L'ancienne ministre canadienne du Patrimoine espère également que les lecteurs y verront les politiciens sous un angle plus humain. «Les gens ont une très mauvaise impression des politiciens. On veut redorer ça, aussi. On aurait pu faire quelque chose de plus hermétique mais je voulais qu'on rejoigne le plus de monde possible. Que les gens se disent que la politique n'est pas si rébarbative que cela.»

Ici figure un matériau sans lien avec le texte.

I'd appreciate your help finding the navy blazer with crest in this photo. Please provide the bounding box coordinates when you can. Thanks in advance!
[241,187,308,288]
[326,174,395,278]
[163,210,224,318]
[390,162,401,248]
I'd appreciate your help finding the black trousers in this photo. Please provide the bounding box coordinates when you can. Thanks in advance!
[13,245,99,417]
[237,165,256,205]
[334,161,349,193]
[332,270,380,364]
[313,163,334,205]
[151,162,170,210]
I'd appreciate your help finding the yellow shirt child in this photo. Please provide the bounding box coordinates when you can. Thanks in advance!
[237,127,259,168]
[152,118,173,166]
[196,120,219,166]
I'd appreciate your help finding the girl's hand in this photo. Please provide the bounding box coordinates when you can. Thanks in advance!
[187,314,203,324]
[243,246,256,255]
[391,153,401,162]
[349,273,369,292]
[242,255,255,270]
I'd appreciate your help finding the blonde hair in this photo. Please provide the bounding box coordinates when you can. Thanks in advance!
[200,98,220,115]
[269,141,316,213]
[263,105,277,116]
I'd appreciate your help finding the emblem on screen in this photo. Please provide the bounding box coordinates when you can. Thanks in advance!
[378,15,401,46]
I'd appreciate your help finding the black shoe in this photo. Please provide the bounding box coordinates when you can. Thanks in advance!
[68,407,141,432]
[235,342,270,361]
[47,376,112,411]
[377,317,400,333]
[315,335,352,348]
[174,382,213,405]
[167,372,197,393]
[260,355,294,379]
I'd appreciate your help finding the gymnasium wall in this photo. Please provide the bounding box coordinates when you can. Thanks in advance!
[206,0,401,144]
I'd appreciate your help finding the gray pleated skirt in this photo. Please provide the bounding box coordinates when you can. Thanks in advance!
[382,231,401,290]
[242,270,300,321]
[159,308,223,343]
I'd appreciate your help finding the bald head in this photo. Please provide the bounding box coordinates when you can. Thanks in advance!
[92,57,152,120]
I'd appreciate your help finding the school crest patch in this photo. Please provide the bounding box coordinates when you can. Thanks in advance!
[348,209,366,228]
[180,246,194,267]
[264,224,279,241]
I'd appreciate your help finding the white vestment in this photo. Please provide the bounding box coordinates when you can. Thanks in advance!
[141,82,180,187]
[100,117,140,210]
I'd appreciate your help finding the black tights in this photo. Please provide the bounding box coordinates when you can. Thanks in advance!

Moins potins que réflexions
Au-delà de leur différence politique, Liza Frulla et Louise Beaudoin sont antinomiques. La première déplace de l'air, parle fort, entre dans votre bulle dès le premier contact. Elle aime faire la cuisine et bien manger, adore magasiner, s'entourer d'amis et espère vivre avec 7000 beaux gars au paradis. La vie de la seconde est davantage faite de silences. Elle voyage, joue au golf et adore se retirer dans sa petite maison de Charlevoix. Lorsque la glace est brisée, elle vous vouvoie en vous appelant par votre prénom.
Mais ailleurs, sur bien des sujets d'actualité, elles se rejoignent. En dépit de leurs longues années d'amitié, elles ont même été surprises, au cours de leurs entretiens pour cet ouvrage, de la proximité de leurs réflexions. Comme la qualité de la langue française et le «vivre ensemble» des Québécois de toutes les origines.

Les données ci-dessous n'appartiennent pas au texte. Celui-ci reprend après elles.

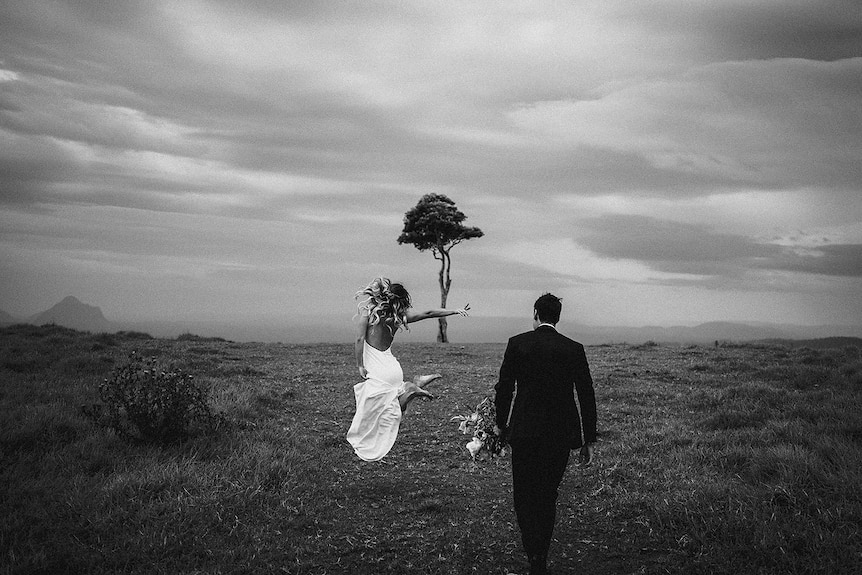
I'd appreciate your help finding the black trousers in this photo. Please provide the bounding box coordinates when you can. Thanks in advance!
[511,438,570,557]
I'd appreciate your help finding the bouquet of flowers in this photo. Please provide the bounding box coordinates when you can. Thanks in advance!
[451,397,506,460]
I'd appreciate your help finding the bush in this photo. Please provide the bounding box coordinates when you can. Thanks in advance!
[85,352,224,444]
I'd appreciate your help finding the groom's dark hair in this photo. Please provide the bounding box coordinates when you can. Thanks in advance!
[533,293,563,325]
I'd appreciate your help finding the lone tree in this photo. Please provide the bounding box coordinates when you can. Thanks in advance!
[398,194,485,343]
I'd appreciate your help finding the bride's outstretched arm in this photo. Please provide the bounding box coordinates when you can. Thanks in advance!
[407,304,470,323]
[353,315,368,379]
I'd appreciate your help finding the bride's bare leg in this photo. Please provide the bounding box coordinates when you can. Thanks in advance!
[398,379,434,413]
[413,373,443,387]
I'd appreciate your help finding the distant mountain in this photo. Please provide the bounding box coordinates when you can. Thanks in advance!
[27,296,113,332]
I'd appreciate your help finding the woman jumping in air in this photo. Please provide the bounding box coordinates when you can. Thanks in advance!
[347,278,470,461]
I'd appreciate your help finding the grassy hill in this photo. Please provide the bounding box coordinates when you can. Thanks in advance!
[0,326,862,575]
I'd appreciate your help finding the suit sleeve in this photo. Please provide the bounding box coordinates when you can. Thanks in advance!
[494,340,515,430]
[575,347,596,443]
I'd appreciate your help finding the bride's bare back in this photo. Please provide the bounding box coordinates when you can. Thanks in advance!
[365,318,395,351]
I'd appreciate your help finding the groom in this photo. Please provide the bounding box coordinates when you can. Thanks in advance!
[495,293,596,575]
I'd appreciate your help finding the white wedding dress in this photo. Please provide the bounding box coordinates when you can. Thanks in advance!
[347,341,405,461]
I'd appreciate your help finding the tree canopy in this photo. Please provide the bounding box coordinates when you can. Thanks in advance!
[398,194,485,343]
[398,194,484,257]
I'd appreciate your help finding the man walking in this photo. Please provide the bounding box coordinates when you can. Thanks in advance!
[495,294,596,575]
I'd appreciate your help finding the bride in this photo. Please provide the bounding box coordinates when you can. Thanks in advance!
[347,278,470,461]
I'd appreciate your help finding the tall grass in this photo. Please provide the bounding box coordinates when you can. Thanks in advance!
[0,326,862,575]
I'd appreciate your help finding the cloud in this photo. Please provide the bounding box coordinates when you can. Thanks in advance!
[510,58,862,193]
[577,215,862,279]
[621,0,862,60]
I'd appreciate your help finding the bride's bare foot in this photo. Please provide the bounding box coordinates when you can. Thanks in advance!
[398,383,434,411]
[413,373,443,387]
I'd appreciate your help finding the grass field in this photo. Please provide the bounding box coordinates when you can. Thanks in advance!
[0,326,862,575]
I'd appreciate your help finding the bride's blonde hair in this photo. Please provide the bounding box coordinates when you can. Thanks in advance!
[353,278,412,331]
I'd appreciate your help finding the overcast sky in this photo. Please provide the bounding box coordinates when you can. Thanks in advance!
[0,0,862,338]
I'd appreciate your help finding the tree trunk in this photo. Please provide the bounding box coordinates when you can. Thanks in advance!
[437,249,452,343]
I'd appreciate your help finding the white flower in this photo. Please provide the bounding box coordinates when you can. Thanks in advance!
[467,437,483,457]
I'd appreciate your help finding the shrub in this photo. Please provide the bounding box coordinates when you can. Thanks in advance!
[85,352,224,444]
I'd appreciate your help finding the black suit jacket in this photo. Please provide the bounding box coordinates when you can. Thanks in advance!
[494,326,596,449]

D'ailleurs, l'ouvrage est davantage truffé de réflexions sur des sujets d'actualité que de potins sur la politique et ses acteurs (qu'on se rassure, il y en a quand même quelques-uns). On est d'ailleurs surpris de l'acuité de leurs échanges sur les accommodements raisonnables quand on sait que leurs entretiens ont eu lieu l'automne dernier, en amont de toute cette histoire.
Mmes Frulla et Beaudoin répondent que c'était dans l'air du temps et qu'il était même préférable que l'abcès crève maintenant et que le débat se fasse.
«Les Québécois ne sont pas xénophobes, dit Mme Frulla. Ils se sentent interpellés et se posent des questions. Probablement que le résultat de cela sera que la société sera beaucoup plus harmonieuse.»
«Moi, je pensais que si on n'abordait pas ouvertement cette question-là, un jour, on aurait une extrême droite, dit Louise Beaudoin, qui écarte l'idée d'associer l'ADQ à ce mouvement. C'est un avantage que nous avons sur l'Europe.»
Et la rupture?
Une amitié publique comme la leur ne comporte-t-elle pas une part de risque? Comme une rupture, très publique, par exemple? Tout de suite, les exemples viennent à l'esprit : Lucien Bouchard et Brian Mulroney, Chirac et Balladur...
Les deux femmes font remarquer que, contrairement à d'autres, elles ne sont pas dans le même parti politique. La position qui les divise fondamentalement étant bien campée, le reste va à l'avenant. Et permet de se lancer dans des échanges musclés sans se crêper le chignon.
En 1995, elles le reconnaissent, elles ont pris du recul l'une par rapport à l'autre durant la campagne référendaire. Volontairement. Et par souci de préserver ce qui les lie.
«S'il y avait eu une rupture, elle serait survenue en 1995, dit Liza Frulla. Moi, je dis que s'il n'y a pas eu de rupture là, on est bien parties...»
«Surtout que là, on entre dans la sagesse, enchaîne Louise Beaudoin. Moi, j'ai maintenant 60 ans.»
Puis, se tournant vers son amie, un sourire malin aux lèvres, elle ajoute : «Et Liza va les avoir dans...»
«Es-tu obligée d'en parler?» répond Liza Frulla, en faisant semblant de s'offusquer.
Amitié interdite, publié par Les Éditions La Presse, sortira en librairie le lundi 16 avril.